8 Descriptive statistics

Pipe operator: take what’s on the left and use it as the first argument of the function on the right.

take_this |>
  and_then_do_this()

To compute the number of observations (n), mean (M), and standard deviation (SD) for a variable, you can use the following code:

# Descriptive statistics for body_mass_g
penguins |>
  summarise(
    n = n(),
    M = mean(body_mass_g, na.rm = TRUE),
    SD = sd(body_mass_g, na.rm = TRUE)
  )

## # A tibble: 1 × 3
##       n     M    SD
##   <int> <dbl> <dbl>
## 1   344 4202.  802.

Without the pipe operator, you would need to always tell R where the variable is located:

nrow(penguins)

## [1] 344

mean(penguins$body_mass_g, na.rm = TRUE)

## [1] 4201.754

sd(penguins$body_mass_g, na.rm = TRUE)

## [1] 801.9545

To get the same statistics for a variable grouped by another variable (e.g., species), you can use the group_by() function:

# Descriptive statistics for body mass by species
penguins |>
  group_by(species) |>
  summarise(
    n = n(),
    M = mean(body_mass_g, na.rm = TRUE),
    SD = sd(body_mass_g, na.rm = TRUE)
  )

## # A tibble: 3 × 4
##   species       n     M    SD
##   <fct>     <int> <dbl> <dbl>
## 1 Adelie      152 3701.  459.
## 2 Chinstrap    68 3733.  384.
## 3 Gentoo      124 5076.  504.

9 Data subsetting

penguins[1, ]           # First row

penguins[, 1]           # First column - by number
penguins[ , "species"]  # First column - by name
penguins$species        # First column - by name

penguins[c(1,2,3), ]    # First three rows

penguins[, c(1,2,3)]    # First three columns - by number
penguins[, c("species", "island", "bill_length_mm")] # First three columns - by name

penguins[c(1,2,3), c(1,2,3)] # First three rows and columns and range shortcut
penguins[1:3, 1:3] # Shortcut : for range of consecutive values

penguins |>
  slice(1:3)

# Subset the data for only Adelie species
adelie_penguins <- penguins |> 
  filter(species == "Adelie")

# Remove specific rows of the penguins dataset
!is.na(penguins$body_mass_g)    # returns TRUE/FALSE for each row

# Filter out rows with NA values in body_mass_g
penguins_no_na <- penguins |> 
  filter( !is.na(body_mass_g) )

# Only keep columns species, body_mass_g
penguins_subset <- penguins_no_na |> 
  select(species, body_mass_g)

10 Creating new columns

You can create new columns in a data frame using the mutate() function from the dplyr package from tidyverse.

The syntax works as follows:

data_name |>
  mutate(new_column_name = expression)

For example:

# Create a new column for body mass in kg
penguins <- penguins |>
  mutate(body_mass_kg = body_mass_g / 1000)

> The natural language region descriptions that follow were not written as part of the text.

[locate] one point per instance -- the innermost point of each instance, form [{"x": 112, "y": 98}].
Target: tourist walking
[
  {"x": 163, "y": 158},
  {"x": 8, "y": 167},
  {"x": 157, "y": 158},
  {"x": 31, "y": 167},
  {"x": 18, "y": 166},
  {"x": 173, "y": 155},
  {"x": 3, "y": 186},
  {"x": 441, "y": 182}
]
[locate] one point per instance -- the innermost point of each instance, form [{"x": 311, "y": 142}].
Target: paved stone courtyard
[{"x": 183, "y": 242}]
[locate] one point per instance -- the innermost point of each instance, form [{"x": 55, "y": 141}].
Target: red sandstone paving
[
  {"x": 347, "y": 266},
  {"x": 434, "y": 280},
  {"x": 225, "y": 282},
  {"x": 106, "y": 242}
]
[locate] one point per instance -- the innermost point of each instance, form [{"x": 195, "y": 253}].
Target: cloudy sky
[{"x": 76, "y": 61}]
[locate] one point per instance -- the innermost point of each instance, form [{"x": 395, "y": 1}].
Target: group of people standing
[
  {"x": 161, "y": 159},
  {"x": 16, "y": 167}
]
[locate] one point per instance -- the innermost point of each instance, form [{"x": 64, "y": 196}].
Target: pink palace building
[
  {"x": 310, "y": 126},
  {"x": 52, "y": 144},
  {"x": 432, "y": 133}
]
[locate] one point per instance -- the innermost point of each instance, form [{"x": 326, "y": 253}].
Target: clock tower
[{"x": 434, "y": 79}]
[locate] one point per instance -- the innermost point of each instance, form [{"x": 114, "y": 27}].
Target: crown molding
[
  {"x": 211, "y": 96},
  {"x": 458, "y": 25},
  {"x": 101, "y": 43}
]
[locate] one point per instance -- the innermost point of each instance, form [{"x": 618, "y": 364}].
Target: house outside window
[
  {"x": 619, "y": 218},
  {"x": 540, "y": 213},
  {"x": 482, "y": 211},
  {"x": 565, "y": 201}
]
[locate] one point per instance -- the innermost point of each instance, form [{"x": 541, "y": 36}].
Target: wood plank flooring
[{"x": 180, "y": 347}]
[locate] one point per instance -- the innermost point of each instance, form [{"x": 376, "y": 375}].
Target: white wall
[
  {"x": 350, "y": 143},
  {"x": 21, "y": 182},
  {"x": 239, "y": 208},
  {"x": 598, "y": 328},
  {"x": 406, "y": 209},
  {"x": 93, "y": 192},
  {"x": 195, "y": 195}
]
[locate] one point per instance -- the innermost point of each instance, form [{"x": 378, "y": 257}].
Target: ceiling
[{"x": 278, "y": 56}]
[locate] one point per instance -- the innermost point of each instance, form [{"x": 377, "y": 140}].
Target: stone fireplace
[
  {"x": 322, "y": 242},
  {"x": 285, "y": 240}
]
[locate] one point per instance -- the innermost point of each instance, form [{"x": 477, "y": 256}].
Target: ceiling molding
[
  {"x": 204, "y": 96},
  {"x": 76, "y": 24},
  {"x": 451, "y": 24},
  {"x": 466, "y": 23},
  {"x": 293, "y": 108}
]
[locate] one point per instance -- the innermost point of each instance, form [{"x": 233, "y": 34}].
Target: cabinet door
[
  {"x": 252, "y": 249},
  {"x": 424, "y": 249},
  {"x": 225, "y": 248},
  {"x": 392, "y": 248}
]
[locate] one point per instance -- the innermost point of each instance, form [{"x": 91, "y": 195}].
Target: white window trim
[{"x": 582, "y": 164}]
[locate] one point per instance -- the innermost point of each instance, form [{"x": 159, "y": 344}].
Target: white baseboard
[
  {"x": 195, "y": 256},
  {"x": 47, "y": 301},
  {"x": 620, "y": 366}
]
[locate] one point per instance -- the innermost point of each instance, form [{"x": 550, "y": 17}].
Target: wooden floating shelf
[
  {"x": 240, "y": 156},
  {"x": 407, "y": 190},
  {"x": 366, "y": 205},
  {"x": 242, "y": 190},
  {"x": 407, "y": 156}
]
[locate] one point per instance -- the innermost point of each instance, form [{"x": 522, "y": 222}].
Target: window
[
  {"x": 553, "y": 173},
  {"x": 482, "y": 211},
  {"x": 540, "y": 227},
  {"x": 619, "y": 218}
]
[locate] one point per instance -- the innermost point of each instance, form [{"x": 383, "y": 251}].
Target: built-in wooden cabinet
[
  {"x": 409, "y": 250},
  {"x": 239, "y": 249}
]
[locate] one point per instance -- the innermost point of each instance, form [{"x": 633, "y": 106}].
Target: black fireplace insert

# Create a new column for bill length and depth in cm
penguins <- penguins |>
  mutate(
    bill_length_cm = bill_length_mm / 10,
    bill_depth_cm = bill_depth_mm / 10
  )

If you want to overwrite an existing column, you can do so by using the same name in the mutate() function.

11 Factors

Sometimes categorical variables are not stored as characters/factors. They could be stored as numbers which represent categories.

For example, species is a categorical variable with three levels: Adélie, Chinstrap, and Gentoo. Suppose we have a dataset where species is stored as numbers (1, 2, 3) instead of characters. This can lead to confusion when analyzing the data, as the numerical representation does not convey the actual categories. Furthermore, you can’t take the mean of those values.

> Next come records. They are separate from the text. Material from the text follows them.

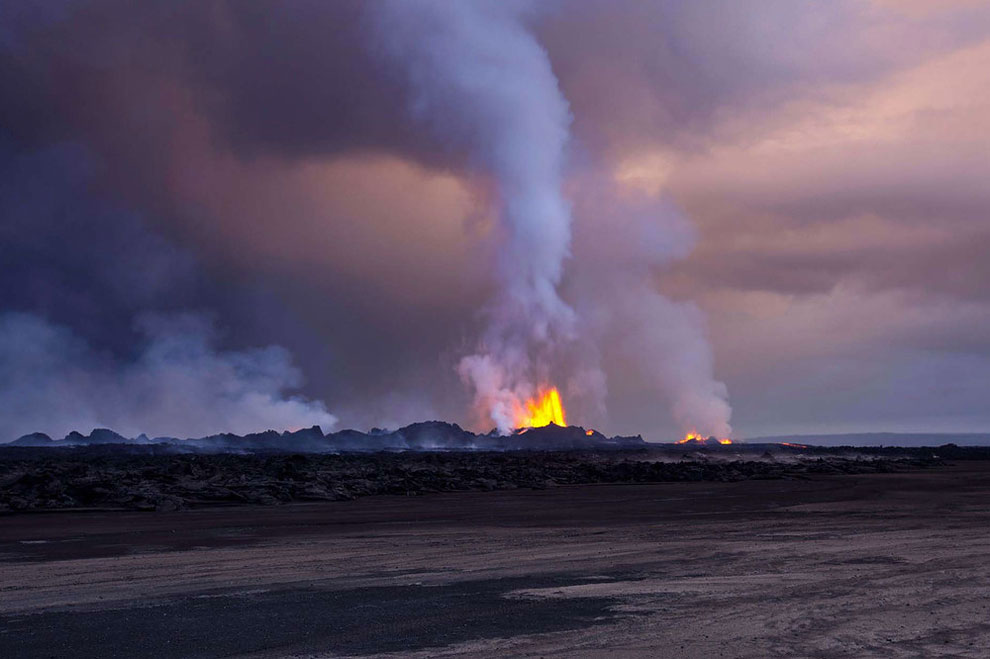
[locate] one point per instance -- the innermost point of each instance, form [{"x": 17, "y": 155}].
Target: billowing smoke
[
  {"x": 484, "y": 84},
  {"x": 481, "y": 81},
  {"x": 52, "y": 381}
]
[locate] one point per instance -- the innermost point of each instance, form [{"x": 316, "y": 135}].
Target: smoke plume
[
  {"x": 482, "y": 83},
  {"x": 53, "y": 381}
]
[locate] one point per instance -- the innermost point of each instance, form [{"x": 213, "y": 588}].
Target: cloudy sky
[{"x": 233, "y": 216}]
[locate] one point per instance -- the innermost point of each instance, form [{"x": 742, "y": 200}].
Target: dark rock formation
[{"x": 425, "y": 436}]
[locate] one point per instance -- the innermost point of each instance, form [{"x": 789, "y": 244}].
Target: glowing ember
[
  {"x": 691, "y": 437},
  {"x": 699, "y": 439},
  {"x": 543, "y": 410}
]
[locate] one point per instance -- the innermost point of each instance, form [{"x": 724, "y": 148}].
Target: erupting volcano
[
  {"x": 542, "y": 410},
  {"x": 695, "y": 438}
]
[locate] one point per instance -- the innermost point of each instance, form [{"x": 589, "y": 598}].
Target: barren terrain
[{"x": 881, "y": 564}]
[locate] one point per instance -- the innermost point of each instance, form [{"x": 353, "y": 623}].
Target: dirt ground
[{"x": 879, "y": 565}]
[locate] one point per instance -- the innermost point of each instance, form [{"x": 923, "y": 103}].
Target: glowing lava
[
  {"x": 691, "y": 437},
  {"x": 698, "y": 439},
  {"x": 542, "y": 410}
]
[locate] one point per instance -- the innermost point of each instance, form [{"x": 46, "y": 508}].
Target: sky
[{"x": 756, "y": 217}]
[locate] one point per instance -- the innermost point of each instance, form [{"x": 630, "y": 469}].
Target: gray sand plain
[{"x": 878, "y": 565}]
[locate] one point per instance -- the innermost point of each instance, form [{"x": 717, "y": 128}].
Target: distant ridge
[
  {"x": 425, "y": 436},
  {"x": 879, "y": 439}
]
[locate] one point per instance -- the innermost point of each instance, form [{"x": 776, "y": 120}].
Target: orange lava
[
  {"x": 695, "y": 437},
  {"x": 542, "y": 410}
]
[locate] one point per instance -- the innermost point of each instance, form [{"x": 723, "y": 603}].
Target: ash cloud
[
  {"x": 261, "y": 162},
  {"x": 54, "y": 382}
]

To convert a numeric variable to a factor, you can use the factor() function.

# Toy dataset with species as number
data_example <- tibble(species = c(1, 2, 3, 1, 2, 3))
data_example

## # A tibble: 6 × 1
##   species
##     <dbl>
## 1       1
## 2       2
## 3       3
## 4       1
## 5       2
## 6       3

mean(data_example$species) # Non-sensical mean. You can't take the mean of a categorical variable.

## [1] 2

# Convert species to a factor
data_example <- data_example |>
  mutate(species = factor(species))

mean(data_example$species) # R tells you you can't do it

## Warning in mean.default(data_example$species): argument is not numeric or
## logical: returning NA

## [1] NA

# Convert species to a factor and choose order of levels
data_example <- data_example |>
  mutate(
    species = factor(species,
                     levels = c(3, 2, 1))
  )

# Convert species to a factor and use better labels - check the data codebook for the labels
data_example <- data_example |>
  mutate(
    species = factor(species,
                     levels = c(3, 2, 1),
                     labels = c("Gentoo", "Chinstrap", "Adelie"))
  )

# What are the factor levels?
levels(data_example$species)

## [1] "Gentoo"    "Chinstrap" "Adelie"

12 Reading data into R

Consider this dataset

A file path is a string that specifies the location of a file or directory in your computer’s file system. It tells your system how to navigate through folders to locate the file. There are two main types:

Absolute Path: Specifies the complete directory list from the root folder.

Relative Path: Specifies the location relative to the current file or folder.

Paths are essential for accessing or referencing files correctly in your code.

# Read from local file
penguins_data <- read_csv("path/to/penguins.csv")

# Read from URL
penguins_data <- read_csv("https://raw.githubusercontent.com/allisonhorst/palmerpenguins/master/inst/extdata/penguins.csv")

The following functions are also available to read other types of files:

read_csv() for CSV files
read_tsv() for tab-separated files
read_excel() for Excel files
library(haven) and then
- read_dta() for Stata files
- read_sav() for SPSS files
- read_sas() for SAS files

13 Summary & Questions

This introductory session builds the foundation in R and tidyverse for our forthcoming four days which will focus on the linear model.

R & RStudio installation and interface.
Basics of R with emphasis on tidyverse.
A practical data example with palmerpenguins.
Any questions?